On Monday, NunatuKavut elder James (Jim) Learning filed an official complaint to the RCMP in Happy Valley-Goose Bay, accusing Nalcor of stealing a protest sign that was located across from the Muskrat Falls work site entrance.
© — Submitted photo
James Learning (left) and John Learning (right) pose next to their Muskrat Falls protest sign Saturday after putting it back in its original spot.
Labrador district media liaison Cpl. Rick Mills confirmed Tuesday that the RCMP received the complaint and a member of the force will be assigned to look into the allegations.
The controversy started late last week when Nalcor removed the anti-Muskrat Falls project sign, which reads “STOP, MUSKRAT FALLS PROJECT, DEATH OF 8 RIVERS, TRAMPLED RIGHTS, MAKE WORK PROJECT, CORPORATE WELFARE.”
In an email to The Labradorian last Friday, Nalcor vice-president Gilbert Bennett said Nalcor had “concerns” about the sign and removed it.
But Nalcor officials soon realized the decision was “not appropriate” and the company put the sign back, he said.
Learning was one of several people who helped make the sign that was removed. He says he made an official complaint to the RCMP to send a message that Nalcor must be kept in check.
“For me, it’s to keep the story alive, that these people are not above reports. … I mean, today (it’s) your sign, tomorrow your house,” says Learning.
“That kind of authority should not be unfettered.”
On Dec. 13, 2012, the Supreme Court of Newfoundland and Labrador granted Nalcor a permanent injunction against the NunatuKavut Community Council (NCC). Part of the injunction prevents anybody from protesting within 50 metres of the Muskrat Falls work site.
The court also ordered that Nalcor construct a “safety zone” near the site where people can lawfully assemble and protest. It is within this area that the protest sign in question was erected in October.
The court order clearly states that the use of signage for the purpose of protest is allowed within the safety zone.
“Nalcor is to construct forthwith a safety zone (the ‘Safety Zone’) adjacent to the intersection of the Caroline Brook Forestry Access Road and the Trans-Labrador Highway,” reads the order, which is posted on a sign in the safety zone.
“Nalcor is to maintain the Safety Zone, including providing snowclearing.”
“The respondents, and others, may use the Safety Zone to lawfully assemble and disseminate by sign or in person any information concerning a claim to aboriginal rights or a position as it relates to the Muskrat Falls generation project.”
After hearing that Nalcor put the sign back, James Learning and his brother, John, drove to the safety zone to check it out for themselves. They were surprised to see that the sign was not put back in its original spot.
When the sign was erected in October, it stood near the entrance of the clearing, in clear view for anyone driving past on the Trans-Labrador Highway.
The re-erected sign was at the back of the cleared lot, and lower to the ground than previously.
The next afternoon, the two men, along with a friend, went back to the area with a set of tools and put the sign its original spot.
“That sign was placed way to the back of the lot. Nobody would actually see it, travelling from any direction,” says John Learning.
“So we said, ‘That’s where the sign belonged, out front, and that’s where it had to be, to se seen at all.’”

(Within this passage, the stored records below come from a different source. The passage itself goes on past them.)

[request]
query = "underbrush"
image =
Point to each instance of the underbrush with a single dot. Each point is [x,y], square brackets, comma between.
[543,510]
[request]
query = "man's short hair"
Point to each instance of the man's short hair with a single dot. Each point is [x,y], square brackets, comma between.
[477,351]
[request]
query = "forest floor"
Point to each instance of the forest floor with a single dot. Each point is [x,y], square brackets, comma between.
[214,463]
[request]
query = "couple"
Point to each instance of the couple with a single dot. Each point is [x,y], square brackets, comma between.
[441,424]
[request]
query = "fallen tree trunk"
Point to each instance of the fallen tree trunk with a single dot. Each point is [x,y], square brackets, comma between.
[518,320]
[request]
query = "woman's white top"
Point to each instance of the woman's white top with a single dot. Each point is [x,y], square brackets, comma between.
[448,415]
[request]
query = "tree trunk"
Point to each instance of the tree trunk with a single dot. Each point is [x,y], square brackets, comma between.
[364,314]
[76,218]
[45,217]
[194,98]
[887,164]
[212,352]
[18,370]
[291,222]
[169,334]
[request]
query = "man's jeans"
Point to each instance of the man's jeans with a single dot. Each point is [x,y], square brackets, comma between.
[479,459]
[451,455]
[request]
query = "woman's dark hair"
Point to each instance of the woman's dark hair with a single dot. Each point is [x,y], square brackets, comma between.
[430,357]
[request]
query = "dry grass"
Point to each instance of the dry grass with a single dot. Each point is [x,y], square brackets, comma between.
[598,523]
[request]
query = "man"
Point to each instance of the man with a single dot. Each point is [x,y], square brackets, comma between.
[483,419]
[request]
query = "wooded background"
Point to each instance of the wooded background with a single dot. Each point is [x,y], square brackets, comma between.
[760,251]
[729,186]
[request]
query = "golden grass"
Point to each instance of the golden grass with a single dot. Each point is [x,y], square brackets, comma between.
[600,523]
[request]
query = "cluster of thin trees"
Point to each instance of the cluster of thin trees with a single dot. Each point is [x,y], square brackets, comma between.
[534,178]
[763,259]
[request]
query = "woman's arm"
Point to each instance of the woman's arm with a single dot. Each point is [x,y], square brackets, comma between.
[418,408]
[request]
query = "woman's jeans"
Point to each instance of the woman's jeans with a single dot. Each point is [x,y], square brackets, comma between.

James Learning says the controversy over the sign has only motivated him to keep going with his activism. He and other NunatuKavut members are working on a second sign to be put up in the lot.
“The message is pertinent. The message is important. And the fact that it’s gotten through to them, it got their goat, means that I’m getting through to them. … So keep it going,” says Learning.
“I think that (the new sign’s) going to deal with numbers like costs, daily costs and such, stuff that people can remember and put their finger on immediately.”
The Labradorian made a request to interview Gilbert Bennett, Nalcor’s vice-president for the Lower Churchill project, but did not get a response by press time.